What students can gain from H20 for life
At H2O for Life, we provide free resources for schools and educate them about the global water crisis. Access to clean water and sanitation is a human right, however, there are still communities all around the world that lack access to such a basic need.
When we are in the classroom, we like to frame the conversation about the global water crisis around The United Nations Sustainable Development Goals, particularly Goal #6, clean water and sanitation. There are so many different issues that water intersects with, and it is one of the greatest issues the next generation is going to have to confront.
It isn’t enough to simply understand what the problem is, also needed are the tools to take action. Our programming allows students to connect with schools and communities domestically and abroad through our implementing partners that need help accessing clean water and sanitation.
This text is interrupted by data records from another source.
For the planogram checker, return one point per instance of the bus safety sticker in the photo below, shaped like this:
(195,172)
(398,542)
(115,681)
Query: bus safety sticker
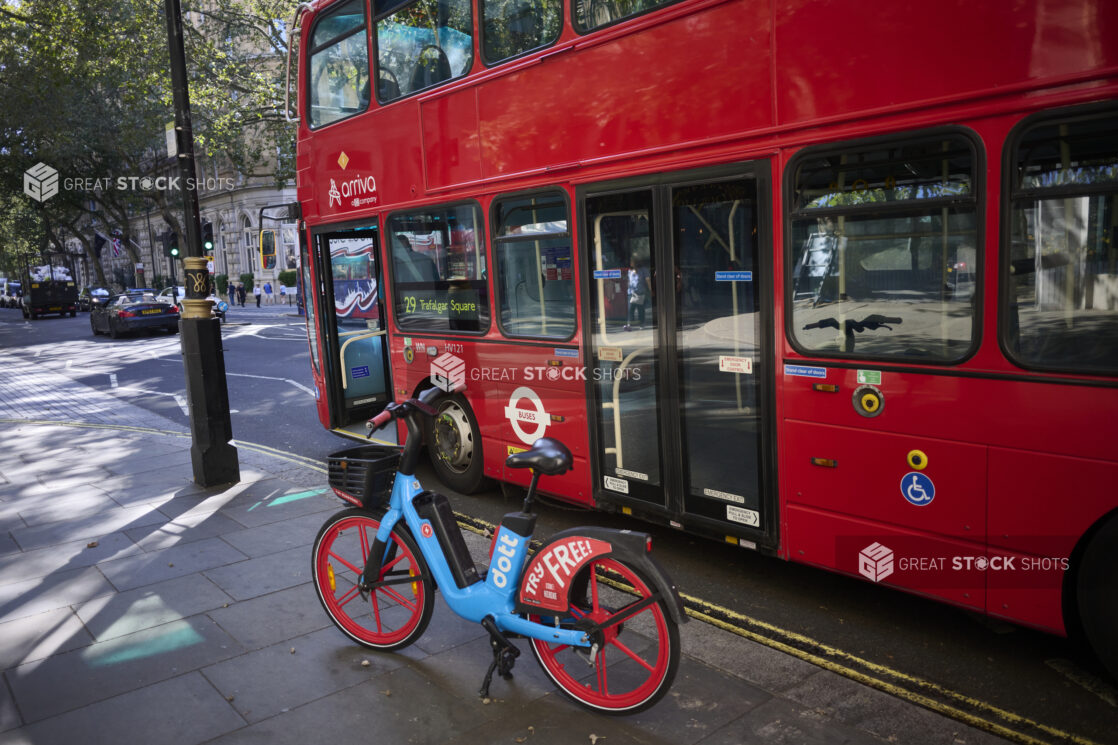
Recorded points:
(616,484)
(752,518)
(804,371)
(742,365)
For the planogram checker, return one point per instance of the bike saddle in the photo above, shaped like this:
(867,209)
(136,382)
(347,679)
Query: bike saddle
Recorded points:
(547,455)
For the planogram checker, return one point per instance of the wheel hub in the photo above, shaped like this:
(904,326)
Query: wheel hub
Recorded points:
(452,437)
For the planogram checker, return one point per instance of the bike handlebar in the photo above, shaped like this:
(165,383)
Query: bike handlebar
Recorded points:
(423,404)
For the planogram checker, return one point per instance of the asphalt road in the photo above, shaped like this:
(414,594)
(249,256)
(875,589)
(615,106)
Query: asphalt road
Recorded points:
(1043,688)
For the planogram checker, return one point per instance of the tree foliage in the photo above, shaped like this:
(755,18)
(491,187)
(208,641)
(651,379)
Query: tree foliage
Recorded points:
(86,90)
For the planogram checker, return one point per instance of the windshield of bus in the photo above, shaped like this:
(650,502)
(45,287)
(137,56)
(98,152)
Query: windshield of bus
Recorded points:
(422,45)
(438,270)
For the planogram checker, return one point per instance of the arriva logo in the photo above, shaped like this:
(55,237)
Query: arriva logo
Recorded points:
(40,182)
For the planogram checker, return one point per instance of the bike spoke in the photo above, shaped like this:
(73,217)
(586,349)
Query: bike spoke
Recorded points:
(603,688)
(633,656)
(351,567)
(348,596)
(399,599)
(594,591)
(363,537)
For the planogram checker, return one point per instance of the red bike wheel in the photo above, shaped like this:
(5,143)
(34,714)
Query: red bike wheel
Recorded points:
(389,616)
(638,654)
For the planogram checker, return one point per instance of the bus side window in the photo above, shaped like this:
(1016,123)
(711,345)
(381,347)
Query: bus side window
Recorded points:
(883,251)
(1060,309)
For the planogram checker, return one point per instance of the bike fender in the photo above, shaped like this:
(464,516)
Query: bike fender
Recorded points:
(546,584)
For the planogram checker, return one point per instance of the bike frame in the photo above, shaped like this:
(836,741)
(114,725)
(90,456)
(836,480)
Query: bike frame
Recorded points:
(492,597)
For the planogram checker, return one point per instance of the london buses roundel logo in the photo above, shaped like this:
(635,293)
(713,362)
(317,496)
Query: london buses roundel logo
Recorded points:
(528,423)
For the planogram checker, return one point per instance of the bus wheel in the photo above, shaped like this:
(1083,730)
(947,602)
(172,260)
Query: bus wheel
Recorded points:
(1097,590)
(454,444)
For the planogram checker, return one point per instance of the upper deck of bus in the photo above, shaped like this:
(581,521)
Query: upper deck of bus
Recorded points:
(679,82)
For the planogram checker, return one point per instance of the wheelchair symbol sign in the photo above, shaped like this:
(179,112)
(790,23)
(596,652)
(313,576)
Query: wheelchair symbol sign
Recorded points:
(918,488)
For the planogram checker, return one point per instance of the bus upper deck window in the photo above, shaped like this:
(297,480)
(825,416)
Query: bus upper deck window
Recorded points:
(420,45)
(514,27)
(590,15)
(339,65)
(883,251)
(1060,308)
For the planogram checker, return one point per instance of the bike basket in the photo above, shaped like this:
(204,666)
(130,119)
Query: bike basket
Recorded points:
(363,475)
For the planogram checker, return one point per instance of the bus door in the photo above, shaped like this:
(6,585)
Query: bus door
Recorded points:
(679,390)
(352,327)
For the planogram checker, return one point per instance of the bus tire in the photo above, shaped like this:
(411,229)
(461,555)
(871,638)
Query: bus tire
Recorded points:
(454,445)
(1097,593)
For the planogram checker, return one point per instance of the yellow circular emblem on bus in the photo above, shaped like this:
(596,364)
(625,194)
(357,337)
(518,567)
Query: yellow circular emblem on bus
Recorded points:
(917,460)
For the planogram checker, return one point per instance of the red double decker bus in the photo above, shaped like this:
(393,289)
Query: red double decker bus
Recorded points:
(836,285)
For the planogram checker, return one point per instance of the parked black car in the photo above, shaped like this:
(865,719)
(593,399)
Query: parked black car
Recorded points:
(133,311)
(91,296)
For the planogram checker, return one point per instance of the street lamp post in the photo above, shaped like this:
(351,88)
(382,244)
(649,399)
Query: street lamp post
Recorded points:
(212,456)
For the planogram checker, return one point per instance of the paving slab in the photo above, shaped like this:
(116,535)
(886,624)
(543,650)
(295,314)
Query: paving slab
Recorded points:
(19,600)
(185,710)
(41,635)
(399,706)
(150,605)
(150,567)
(267,619)
(43,562)
(296,671)
(91,528)
(106,669)
(263,575)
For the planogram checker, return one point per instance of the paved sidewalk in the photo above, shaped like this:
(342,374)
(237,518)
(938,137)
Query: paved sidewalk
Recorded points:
(136,606)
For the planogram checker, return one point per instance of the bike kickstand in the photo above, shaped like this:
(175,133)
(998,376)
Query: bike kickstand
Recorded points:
(504,656)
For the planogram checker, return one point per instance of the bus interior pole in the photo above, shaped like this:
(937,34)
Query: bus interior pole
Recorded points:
(211,454)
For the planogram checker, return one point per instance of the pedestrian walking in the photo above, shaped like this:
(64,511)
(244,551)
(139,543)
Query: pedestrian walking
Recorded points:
(638,289)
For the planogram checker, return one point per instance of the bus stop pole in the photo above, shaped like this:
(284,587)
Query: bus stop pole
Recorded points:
(212,456)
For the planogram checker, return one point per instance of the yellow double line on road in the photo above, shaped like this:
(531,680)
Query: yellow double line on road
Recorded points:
(931,696)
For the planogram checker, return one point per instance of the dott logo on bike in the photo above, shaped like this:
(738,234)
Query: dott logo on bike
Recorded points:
(505,550)
(918,489)
(552,568)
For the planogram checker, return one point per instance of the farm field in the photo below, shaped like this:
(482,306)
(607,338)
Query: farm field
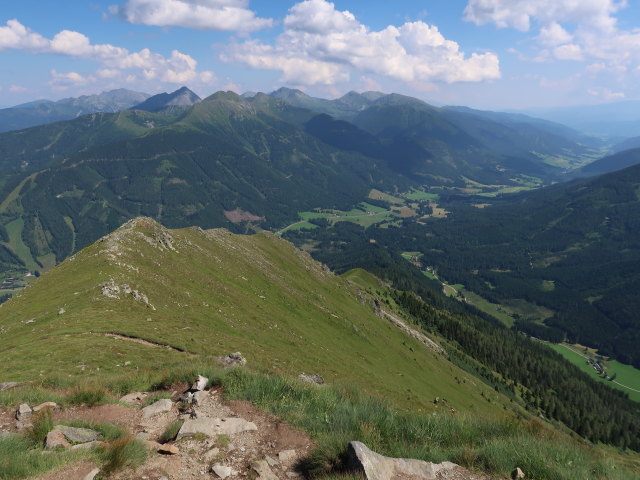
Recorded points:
(627,377)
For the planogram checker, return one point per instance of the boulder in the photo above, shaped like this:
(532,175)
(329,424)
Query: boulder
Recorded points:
(517,473)
(56,439)
(200,384)
(23,412)
(161,406)
(233,360)
(311,378)
(223,471)
(167,449)
(378,467)
(215,426)
(133,398)
(287,457)
(44,405)
(87,446)
(78,435)
(263,470)
(211,455)
(200,397)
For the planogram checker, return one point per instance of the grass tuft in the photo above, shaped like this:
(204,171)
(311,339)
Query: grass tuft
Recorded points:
(19,460)
(122,453)
(41,425)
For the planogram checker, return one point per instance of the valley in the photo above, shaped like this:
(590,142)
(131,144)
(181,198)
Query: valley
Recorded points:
(415,258)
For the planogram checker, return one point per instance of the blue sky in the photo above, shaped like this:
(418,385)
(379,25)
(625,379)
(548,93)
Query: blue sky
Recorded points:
(501,54)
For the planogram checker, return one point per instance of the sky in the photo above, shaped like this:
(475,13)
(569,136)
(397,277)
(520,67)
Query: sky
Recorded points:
(491,54)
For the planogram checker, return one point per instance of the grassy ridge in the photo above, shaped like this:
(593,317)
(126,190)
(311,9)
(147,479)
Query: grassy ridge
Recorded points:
(335,415)
(212,294)
(625,374)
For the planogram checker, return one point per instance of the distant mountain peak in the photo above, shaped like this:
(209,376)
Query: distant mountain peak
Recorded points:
(183,97)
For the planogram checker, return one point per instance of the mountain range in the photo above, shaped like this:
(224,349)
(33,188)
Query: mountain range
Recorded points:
(235,162)
(41,112)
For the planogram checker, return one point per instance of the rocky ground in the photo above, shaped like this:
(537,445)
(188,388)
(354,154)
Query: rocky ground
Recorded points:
(216,440)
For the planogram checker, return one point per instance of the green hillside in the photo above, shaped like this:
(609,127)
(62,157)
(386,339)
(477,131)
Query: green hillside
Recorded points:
(571,248)
(210,293)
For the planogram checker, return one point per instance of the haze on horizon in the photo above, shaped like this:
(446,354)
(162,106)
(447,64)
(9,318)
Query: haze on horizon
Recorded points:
(491,54)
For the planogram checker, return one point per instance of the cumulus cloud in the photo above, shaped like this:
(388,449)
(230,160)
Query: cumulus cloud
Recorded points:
(578,30)
(177,68)
(322,45)
(520,14)
(228,15)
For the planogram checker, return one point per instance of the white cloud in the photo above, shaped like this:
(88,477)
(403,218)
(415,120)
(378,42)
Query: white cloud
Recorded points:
(69,79)
(177,69)
(578,30)
(321,45)
(228,15)
(520,14)
(553,34)
(568,52)
(606,94)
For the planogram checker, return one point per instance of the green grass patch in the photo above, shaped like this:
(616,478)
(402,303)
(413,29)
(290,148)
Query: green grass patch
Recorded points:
(627,377)
(335,416)
(493,309)
(385,197)
(18,458)
(420,195)
(123,453)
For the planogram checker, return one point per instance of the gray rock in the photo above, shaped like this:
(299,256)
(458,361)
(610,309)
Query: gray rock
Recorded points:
(517,473)
(44,405)
(23,412)
(378,467)
(287,457)
(56,439)
(233,360)
(211,455)
(86,446)
(311,378)
(8,385)
(23,424)
(223,471)
(161,406)
(168,449)
(263,470)
(200,384)
(78,435)
(200,397)
(133,398)
(92,474)
(215,426)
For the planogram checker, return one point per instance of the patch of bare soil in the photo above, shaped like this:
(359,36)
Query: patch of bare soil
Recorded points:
(118,414)
(283,445)
(76,471)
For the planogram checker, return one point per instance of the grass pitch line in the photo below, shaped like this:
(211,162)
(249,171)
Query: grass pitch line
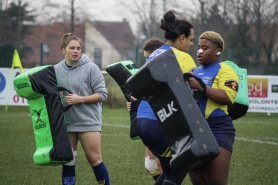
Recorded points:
(237,138)
(115,125)
(256,141)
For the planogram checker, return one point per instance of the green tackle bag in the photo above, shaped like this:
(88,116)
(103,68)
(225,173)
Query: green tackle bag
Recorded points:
(120,72)
(241,104)
(39,86)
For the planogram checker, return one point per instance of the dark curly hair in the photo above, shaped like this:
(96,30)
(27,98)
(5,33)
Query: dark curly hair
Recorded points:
(174,25)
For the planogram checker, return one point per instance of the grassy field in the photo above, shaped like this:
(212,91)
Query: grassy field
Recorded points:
(254,160)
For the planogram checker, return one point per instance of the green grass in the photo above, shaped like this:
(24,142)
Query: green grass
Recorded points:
(254,160)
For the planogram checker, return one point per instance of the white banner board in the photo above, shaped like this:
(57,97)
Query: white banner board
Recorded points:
(263,93)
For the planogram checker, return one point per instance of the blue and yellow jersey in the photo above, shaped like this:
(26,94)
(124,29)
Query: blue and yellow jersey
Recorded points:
(186,63)
(218,76)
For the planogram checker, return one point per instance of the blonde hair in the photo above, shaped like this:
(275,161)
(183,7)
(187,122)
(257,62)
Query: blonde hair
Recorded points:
(213,37)
(69,37)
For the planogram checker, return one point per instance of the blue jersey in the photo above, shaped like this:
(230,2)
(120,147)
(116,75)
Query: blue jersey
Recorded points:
(186,63)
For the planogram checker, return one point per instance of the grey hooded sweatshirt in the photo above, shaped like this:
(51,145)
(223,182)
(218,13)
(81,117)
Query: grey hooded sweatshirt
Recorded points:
(82,79)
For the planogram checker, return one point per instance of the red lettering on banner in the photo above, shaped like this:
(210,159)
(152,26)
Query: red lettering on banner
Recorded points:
(16,98)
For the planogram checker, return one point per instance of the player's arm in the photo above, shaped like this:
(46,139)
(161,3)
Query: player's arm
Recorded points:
(218,96)
(75,99)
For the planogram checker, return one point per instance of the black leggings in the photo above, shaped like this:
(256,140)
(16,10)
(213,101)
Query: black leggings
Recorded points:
(168,177)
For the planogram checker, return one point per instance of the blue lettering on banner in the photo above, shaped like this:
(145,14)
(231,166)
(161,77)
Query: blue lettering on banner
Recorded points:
(2,82)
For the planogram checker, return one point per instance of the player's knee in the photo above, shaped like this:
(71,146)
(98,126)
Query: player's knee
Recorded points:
(73,162)
(151,166)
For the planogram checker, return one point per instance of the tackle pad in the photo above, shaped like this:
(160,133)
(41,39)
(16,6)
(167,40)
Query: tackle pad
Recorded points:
(39,86)
(187,132)
(120,72)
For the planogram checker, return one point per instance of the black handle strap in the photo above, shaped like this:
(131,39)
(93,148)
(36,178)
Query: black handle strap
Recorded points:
(66,108)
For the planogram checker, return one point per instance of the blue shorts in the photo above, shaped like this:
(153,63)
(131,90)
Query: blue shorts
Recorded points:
(223,131)
(152,136)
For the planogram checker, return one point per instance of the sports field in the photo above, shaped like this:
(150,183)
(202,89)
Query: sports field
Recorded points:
(254,161)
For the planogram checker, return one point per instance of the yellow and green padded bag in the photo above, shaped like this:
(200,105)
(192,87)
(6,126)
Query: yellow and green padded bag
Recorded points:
(241,104)
(39,86)
(120,72)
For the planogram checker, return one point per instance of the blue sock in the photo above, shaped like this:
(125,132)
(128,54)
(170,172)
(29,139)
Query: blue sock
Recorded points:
(68,175)
(101,174)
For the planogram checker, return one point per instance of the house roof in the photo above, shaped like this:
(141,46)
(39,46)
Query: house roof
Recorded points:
(51,36)
(119,34)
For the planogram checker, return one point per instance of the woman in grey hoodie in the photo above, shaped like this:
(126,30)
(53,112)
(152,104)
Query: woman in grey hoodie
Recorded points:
(84,80)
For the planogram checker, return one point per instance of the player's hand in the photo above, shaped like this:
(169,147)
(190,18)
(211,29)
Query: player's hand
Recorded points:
(128,104)
(72,99)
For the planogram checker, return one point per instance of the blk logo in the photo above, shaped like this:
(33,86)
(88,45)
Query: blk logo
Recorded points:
(163,113)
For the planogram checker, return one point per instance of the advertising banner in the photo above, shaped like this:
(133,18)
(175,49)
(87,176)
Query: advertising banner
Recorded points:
(263,93)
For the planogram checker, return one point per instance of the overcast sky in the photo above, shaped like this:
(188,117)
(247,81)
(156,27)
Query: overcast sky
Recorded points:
(103,10)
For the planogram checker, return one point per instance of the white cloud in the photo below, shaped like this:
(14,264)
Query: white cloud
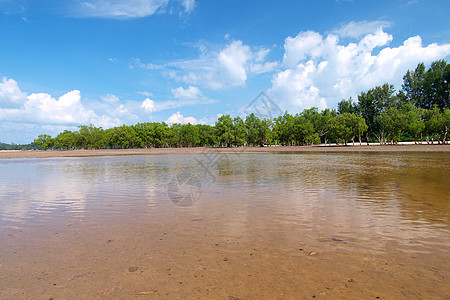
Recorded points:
(359,29)
(192,92)
(318,71)
(229,67)
(188,5)
(119,9)
(10,94)
(148,105)
(110,98)
(184,97)
(43,109)
(179,118)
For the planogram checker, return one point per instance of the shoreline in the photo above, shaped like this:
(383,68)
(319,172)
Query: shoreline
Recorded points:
(243,150)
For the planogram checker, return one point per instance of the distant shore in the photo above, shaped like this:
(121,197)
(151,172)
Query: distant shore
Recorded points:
(199,150)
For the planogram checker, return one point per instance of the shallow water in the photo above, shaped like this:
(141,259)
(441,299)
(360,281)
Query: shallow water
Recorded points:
(221,226)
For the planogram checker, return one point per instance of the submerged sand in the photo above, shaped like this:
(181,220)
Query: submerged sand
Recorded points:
(200,150)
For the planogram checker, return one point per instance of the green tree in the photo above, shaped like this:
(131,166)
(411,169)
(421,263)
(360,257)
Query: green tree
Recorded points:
(429,88)
(224,127)
(393,123)
(434,124)
(283,129)
(45,141)
(238,132)
(414,122)
(347,106)
(66,140)
(189,135)
(372,103)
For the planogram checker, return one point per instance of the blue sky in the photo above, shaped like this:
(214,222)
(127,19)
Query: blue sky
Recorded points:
(110,62)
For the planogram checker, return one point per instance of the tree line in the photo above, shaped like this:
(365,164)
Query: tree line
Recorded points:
(420,111)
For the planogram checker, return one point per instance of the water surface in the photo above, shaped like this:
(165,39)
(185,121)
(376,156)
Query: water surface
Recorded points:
(79,225)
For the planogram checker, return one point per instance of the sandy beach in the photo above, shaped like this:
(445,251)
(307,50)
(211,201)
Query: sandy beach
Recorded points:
(199,150)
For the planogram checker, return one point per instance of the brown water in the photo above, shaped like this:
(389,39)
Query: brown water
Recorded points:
(124,227)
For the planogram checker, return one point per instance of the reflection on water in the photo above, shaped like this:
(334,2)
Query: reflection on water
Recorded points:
(363,198)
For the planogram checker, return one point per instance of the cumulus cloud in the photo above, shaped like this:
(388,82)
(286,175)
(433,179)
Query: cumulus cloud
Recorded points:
(179,118)
(10,94)
(359,29)
(183,97)
(320,71)
(192,92)
(188,5)
(148,105)
(229,67)
(118,9)
(110,98)
(41,108)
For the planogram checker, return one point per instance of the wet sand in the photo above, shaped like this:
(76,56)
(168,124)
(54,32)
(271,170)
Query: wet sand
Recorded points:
(200,150)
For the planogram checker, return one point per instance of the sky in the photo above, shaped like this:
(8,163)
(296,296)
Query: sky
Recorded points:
(111,62)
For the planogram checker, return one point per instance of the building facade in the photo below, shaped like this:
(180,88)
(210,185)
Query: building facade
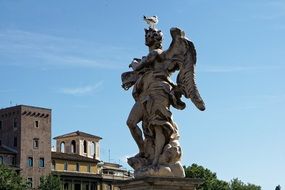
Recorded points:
(25,139)
(25,146)
(77,162)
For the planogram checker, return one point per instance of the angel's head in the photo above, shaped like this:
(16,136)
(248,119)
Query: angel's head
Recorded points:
(153,38)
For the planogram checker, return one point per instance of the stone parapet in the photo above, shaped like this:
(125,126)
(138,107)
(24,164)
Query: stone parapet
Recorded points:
(160,183)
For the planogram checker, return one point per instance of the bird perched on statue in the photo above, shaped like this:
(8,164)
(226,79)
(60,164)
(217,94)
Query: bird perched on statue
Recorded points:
(151,21)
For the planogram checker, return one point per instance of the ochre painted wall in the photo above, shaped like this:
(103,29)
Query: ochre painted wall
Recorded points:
(71,166)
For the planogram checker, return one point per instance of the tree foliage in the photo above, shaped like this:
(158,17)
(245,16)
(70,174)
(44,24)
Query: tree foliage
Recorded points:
(9,179)
(50,182)
(211,182)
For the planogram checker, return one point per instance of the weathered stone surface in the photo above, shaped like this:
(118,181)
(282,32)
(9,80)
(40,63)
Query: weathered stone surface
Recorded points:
(160,183)
(154,93)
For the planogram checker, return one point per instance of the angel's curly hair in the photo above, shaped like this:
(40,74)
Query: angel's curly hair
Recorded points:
(156,36)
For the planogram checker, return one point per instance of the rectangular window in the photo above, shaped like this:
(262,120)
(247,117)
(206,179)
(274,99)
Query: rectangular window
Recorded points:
(89,168)
(36,143)
(77,167)
(15,124)
(30,162)
(13,160)
(37,124)
(42,162)
(15,141)
(30,182)
(65,166)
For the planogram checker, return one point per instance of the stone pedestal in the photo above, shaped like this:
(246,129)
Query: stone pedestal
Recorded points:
(160,183)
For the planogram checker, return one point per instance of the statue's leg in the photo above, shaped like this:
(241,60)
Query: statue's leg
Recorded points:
(134,118)
(159,144)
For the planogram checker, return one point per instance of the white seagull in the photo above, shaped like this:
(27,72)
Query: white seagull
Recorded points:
(151,21)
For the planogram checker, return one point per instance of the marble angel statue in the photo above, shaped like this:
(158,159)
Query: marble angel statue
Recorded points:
(154,92)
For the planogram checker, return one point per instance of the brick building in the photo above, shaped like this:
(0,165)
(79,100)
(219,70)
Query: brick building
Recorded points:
(25,141)
(25,146)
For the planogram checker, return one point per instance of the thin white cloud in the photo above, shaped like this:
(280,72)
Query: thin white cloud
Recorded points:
(229,69)
(83,90)
(24,48)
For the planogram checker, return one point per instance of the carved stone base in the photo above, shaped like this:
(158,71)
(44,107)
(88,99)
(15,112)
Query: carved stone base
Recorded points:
(160,183)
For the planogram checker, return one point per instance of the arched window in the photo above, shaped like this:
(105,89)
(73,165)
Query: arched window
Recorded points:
(77,167)
(92,149)
(65,166)
(62,147)
(84,146)
(73,146)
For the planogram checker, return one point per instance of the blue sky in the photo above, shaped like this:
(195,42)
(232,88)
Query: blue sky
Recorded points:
(68,56)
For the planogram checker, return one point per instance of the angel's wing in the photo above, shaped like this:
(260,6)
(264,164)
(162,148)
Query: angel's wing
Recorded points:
(182,53)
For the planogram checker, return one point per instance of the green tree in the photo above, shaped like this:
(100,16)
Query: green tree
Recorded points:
(237,184)
(9,179)
(211,182)
(50,182)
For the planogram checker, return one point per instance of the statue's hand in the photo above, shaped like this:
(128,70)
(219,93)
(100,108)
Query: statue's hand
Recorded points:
(135,64)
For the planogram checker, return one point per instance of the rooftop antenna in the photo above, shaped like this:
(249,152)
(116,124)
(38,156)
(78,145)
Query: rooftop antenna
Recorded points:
(109,155)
We then help them design a project where they raise funds and awareness for their partners to help provide clean water and sanitation where it is so desperately needed. This service-learning project is a way for students to assist with a public health intervention, break poverty cycles, provide food security, reduce inequalities, and fight injustices.
Students have the chance to apply what they have learned in the classroom and participate in a real-world solution to this big problem. As educators, we need to be doing everything within our power to empower students and give them opportunities to do more.
It is crucial to seek out programs like H2O for Life or to design similar opportunities for students where they can contribute to the solutions to the problems they are learning about. Using service-learning can help students amplify their voices on these important global issues.